In seiner Stimme hörte Soo-Ja eine Art Verzweiflung, die sie ihm nie zugetraut hätte. Anscheinend wünschte er sich, sie würde entgegnen: Ja, so ist es, damit er weiter mit ihr kämpfen konnte, sie anschreien und anklagen, weil sie undankbar sei. In seinen Worten hörte Soo-Ja tiefe Schuldgefühle und Frust von der Größe eines Ozeans. Denn er kümmerte sich nicht um sie, wie es sich für einen Ehemann gehörte. Er wusste nicht, wie.
Soo-Ja war es zum Weinen zumute. Sie schloss die Augen und versuchte, die Tränen zurückzuhalten. »Ich habe ein gutes Leben, Min. Sorge dich nicht um mich.«
Am Anfang war es nicht so schlecht gewesen. In der ersten Woche ihrer Ehe prahlten Soo-Jas Schwiegereltern mit ihrer neuen Schwiegertochter. Sie liebten es, die anderen daran zu erinnern, dass ihr Vater eine der ersten modernen Schuhfabriken Koreas aufgebaut hatte.

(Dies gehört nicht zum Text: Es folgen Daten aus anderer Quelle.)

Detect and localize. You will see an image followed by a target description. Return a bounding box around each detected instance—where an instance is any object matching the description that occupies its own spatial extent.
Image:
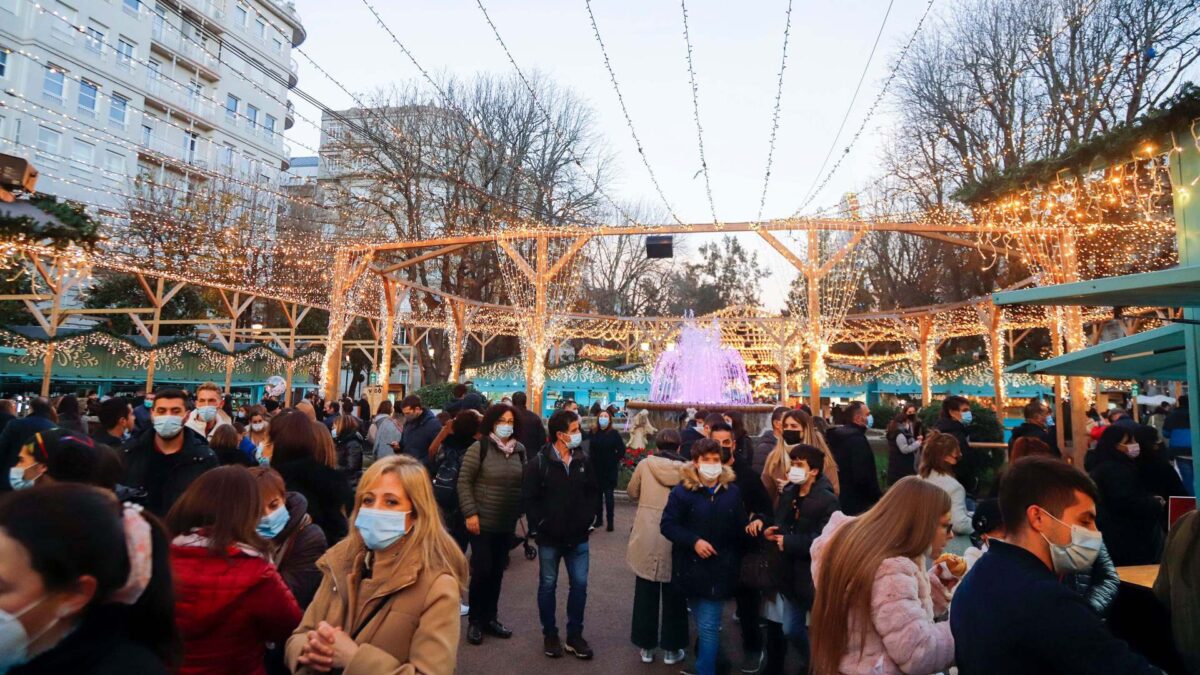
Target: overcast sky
[288,0,931,309]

Die Schwiegermutter nahm Soo-Ja mit auf den Markt und stellte sie allen Ladeninhabern vor, bei denen sie einkaufte. Soo-Ja bemerkte bald, dass ihre Schwiegermutter schon zuvor von ihr erzählt hatte und sie an diesem Tag mitbrachte, weil man so oft nach ihr gefragt hatte.
Aber schon damals machte Mins Mutter ihrer Schwiegertochter das Leben schwer. Sie ließ Kommentare fallen wie: »Deine Hüften sind sehr schmal, das ist nicht gut, um Babys zur Welt zu bringen.« Oder sie lächelte höhnisch und sagte: »Deine Hände sind so weich. Hast du jemals in deinem Leben einen Finger krumm gemacht?« Wie vielen Frauen ihrer Generation war der Schwiegermutter eine hübsche Schwiegertochter nicht willkommen. Schönheit bedeutete Ärger, und Mütter, deren Söhne attraktive Frauen geheiratet hatten, verfluchten oft die Eheschließung. Die ideale Schwiegertochter war von unauffälligem Aussehen, hatte grobe Hände und breite Hüften.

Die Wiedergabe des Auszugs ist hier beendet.